What remains unknown is who the approved twenty are. OpenAI has not disclosed the list of partner organizations, what criteria the two White House offices applied when approving them, or whether any applicants were denied. That opacity is the mechanism: the government has created a gating process for frontier AI access without a public rulebook, giving it discretion to approve or deny companies without legislative mandate or judicial review. For every enterprise, startup, and academic institution outside the approved list, the practical question is not when they can access Sol. It is who in Washington controls when they are allowed to ask.

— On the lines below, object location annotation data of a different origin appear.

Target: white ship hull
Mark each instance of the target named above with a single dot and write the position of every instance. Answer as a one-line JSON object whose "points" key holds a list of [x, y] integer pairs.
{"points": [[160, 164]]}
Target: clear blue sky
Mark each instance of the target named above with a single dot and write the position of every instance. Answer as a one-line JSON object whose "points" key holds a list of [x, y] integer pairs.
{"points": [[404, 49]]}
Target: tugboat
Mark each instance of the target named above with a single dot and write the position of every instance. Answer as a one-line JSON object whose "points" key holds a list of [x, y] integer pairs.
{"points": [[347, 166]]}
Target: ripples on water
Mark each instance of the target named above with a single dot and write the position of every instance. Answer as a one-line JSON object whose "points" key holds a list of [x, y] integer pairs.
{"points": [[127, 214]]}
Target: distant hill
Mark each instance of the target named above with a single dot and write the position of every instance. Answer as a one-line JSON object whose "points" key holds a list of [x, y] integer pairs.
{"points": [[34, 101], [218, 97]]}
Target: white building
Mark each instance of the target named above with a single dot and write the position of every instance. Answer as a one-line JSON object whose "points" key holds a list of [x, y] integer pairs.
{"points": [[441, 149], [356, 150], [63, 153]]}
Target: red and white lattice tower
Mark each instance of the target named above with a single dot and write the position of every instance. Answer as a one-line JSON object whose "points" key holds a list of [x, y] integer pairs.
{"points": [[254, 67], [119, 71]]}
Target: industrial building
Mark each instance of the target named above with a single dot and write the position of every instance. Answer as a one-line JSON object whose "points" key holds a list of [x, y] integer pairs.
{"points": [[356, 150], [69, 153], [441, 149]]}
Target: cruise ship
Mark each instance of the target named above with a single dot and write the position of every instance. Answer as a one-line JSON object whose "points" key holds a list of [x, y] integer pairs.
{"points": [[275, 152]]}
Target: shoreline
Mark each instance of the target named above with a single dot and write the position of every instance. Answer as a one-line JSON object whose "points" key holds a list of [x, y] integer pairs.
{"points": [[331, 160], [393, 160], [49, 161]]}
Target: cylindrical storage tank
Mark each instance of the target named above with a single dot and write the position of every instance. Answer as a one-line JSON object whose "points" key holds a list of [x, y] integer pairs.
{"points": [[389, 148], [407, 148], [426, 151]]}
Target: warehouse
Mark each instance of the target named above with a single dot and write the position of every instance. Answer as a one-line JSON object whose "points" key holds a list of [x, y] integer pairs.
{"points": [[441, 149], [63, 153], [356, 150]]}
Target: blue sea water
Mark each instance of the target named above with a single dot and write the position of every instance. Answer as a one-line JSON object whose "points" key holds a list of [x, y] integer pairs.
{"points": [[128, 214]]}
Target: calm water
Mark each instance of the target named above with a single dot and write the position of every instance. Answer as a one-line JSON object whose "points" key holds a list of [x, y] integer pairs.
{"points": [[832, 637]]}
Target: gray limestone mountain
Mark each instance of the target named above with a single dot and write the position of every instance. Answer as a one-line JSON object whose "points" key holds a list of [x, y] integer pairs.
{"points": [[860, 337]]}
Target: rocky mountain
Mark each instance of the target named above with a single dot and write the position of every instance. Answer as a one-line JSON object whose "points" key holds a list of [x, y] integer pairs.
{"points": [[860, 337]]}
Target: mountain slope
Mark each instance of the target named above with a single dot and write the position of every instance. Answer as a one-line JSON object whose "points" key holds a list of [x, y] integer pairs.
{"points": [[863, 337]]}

The broader OpenAI buildout continues independently. The company unveiled its Jalapeño custom inference chip with Broadcom this week, hardware designed to run models like Sol at substantially lower cost per token at gigawatt-scale data centers. Congress, meanwhile, is weighing AI security legislation on a parallel track: following Anthropic’s accusations that Alibaba extracted Claude’s capabilities through millions of fraudulent API queries, senators are drafting amendments to sanction Chinese AI firms for similar campaigns. The government’s two current approaches, restricting who can access the most powerful AI and penalizing foreign actors who try to replicate it through other means, are the visible edges of a framework being assembled with no formal legislative basis and no announced endpoint.
OpenAI has said this arrangement is not what it wants long term. It has not said what it would do if the government disagrees.